Marseille, une capitale du rap

Marseille est souvent considéré comme l’une des capitales du rap, à juste titre. Marseille a un nombre d’artistes qui accèdent à la une notoriété nationale important. "Il y a une vraie coïncidence entre cette ville et le hip-hop, avec la culture de la tchatche, une volonté de métissage au niveau des musiques et enfn, il y a une nécessité très forte d’une catégorie de jeunes – souvent issus de l‘immigration – de trouver une voix d’expression, développe Gilles Rof, réalisateur du film D’IAM à Jul, Marseille capitale rap. Et puis, il y a cette image du rap, qui est une musique de ghetto, de classe sociale défavorisée, et c’est une image qui colle à la ville."

Et quand on parle de rap à Marseille, le nom de Keny Arkana sort rapidement des bouches. "Elle s’est imposée grâce à sa rage, son talent. C’est ça qui a fait qu’elle s’est posée dans le domaine. Il y avait quelque chose de fort, avec des choses à raconter. C’était vital pour elle d’y aller. Il n’y a pas eu de calcul de savoir si c’était une fille ou pas, son statut de femme n’a jamais été pris en compte par les autres. Personne ne s’est jamais dit 'c’est une fille pourquoi elle est là ?'", poursuit Gilles Rof.

Dj Djel, Dj de la Fonky Family, qui œuvre pour que le hip-hop rayonne dans la ville, estime qu'"il n’y a jamais eu de portes fermées au rap. C’est à celui ou à celle qui le veut, de s’imposer dans le mouvement. Je n’ai jamais ressenti dans le rap, de nonchalance ou de pas avoir envie de partager la scène avec une femme". Et si Marseille est considéré comme une capitale du rap, elle ne disposait pourtant pas de festival digne de ce nom. C’est désormais chose faite grâce à Dj Djel qui organise, les 12 et 13 avril, la première édition du Fonky Festival de Mars.

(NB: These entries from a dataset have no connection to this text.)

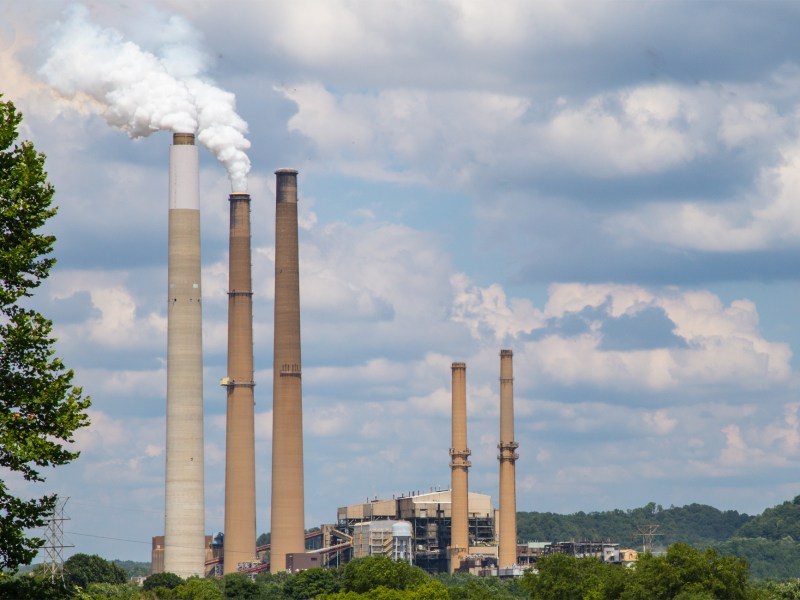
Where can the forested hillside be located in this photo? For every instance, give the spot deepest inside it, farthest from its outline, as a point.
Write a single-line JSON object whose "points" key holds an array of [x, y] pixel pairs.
{"points": [[696, 524], [768, 541]]}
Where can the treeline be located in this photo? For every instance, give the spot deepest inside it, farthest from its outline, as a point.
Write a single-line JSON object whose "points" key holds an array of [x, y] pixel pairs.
{"points": [[695, 524], [768, 542], [681, 573]]}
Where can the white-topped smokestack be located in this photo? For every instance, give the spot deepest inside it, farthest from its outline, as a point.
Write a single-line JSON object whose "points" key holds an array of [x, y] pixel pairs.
{"points": [[184, 523]]}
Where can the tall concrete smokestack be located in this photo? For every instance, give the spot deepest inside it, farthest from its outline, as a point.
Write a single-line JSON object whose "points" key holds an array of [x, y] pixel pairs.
{"points": [[507, 530], [459, 466], [287, 409], [184, 536], [240, 468]]}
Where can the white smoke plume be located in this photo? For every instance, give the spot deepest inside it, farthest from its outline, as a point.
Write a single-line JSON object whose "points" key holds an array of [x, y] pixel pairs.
{"points": [[140, 93]]}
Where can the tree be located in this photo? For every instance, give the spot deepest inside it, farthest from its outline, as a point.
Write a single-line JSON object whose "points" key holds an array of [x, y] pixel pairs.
{"points": [[83, 569], [238, 586], [33, 587], [165, 580], [40, 409], [310, 584], [368, 573], [196, 588]]}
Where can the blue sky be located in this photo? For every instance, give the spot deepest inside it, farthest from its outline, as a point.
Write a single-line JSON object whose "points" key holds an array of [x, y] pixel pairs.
{"points": [[607, 188]]}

Parmi les artistes qui partageront la scène, Lansky Namek et Soumeya, deux rappeuses marseillaises. "Quand je prends ces deux femmes, ce n’est pas une charité que je fais, je veux les mettre dans la lumière. Elles méritent d’avoir leur place. Soumeya a des choses à dire, c’est un personnage qui a des engagements et je me dis qu’il faut qu’elle soit là. J’espère que l’année prochaine il y aura encore plus de femmes", confie le Dj.

"Je n’ai pas dû en faire deux fois plus qu’un gars"

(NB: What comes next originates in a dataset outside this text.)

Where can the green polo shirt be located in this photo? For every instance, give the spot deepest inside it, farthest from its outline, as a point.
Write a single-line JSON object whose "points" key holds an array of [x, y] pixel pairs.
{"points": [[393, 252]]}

Soumeya a 25 ans, et vous l’avez peut-être vu sur vos écrans lors de sa participation à l’émission de rap Nouvelle école, sur Netflix. Après des problèmes de santé, elle doit tirer un trait sur sa carrière de tenniswoman professionnelle. Celle qui écrit depuis l’âge de 13 ans, décide de se consacrer pleinement au rap. Pour elle, la question sur la place des femmes dans le rap ne se pose pas : "vous travaillez comme n’importe qui pour y arriver, hommes ou femmes, pour vous faire remarquer".

Avant de revenir sur son expérience dans l’émission Nouvelle Ecole : "Du côté des filles, ça kickait, c’était du lourd. Homme ou femme, si vous savez rapper, le jury va être à fond, ils n’avaient pas de problème avec ça. On était jugés sur la performance, pas sur un genre", se souvient-elle.

Oumay, une autre rappeuse marseillaise, partage cet avis : "je n’ai pas dû en faire deux fois plus qu’un gars, mais j’ai dû me renforcer", confie-t-elle. Car elle a quand même conscience que le traitement peut être différent entre un homme et une femme : "dire le contraire serait mentir".

Des propos complétés par Khara, une rappeuse marseillaise. "On sent que c’est un peu représentatif de la société, où les femmes ne sont encore pas assez représentées, mais ce n’est pas spécifique au rap. Au contraire, j’ai l’impression que le rap fait partie des domaines où ça bouge, notamment avec les réseaux sociaux. Grâce à eux, il y a plus de femmes qui sont mises en avant." Pourtant, lorsqu’elle est invitée à des évènements, Khara sent qu’elle est là pour "cocher la case de la parité". "Parfois, j’aime croire que c’est parce que mon travail satisfait, mais j’ai aussi conscience d’être choisie parce que je suis une femme", détaille la jeune artiste de 24 ans.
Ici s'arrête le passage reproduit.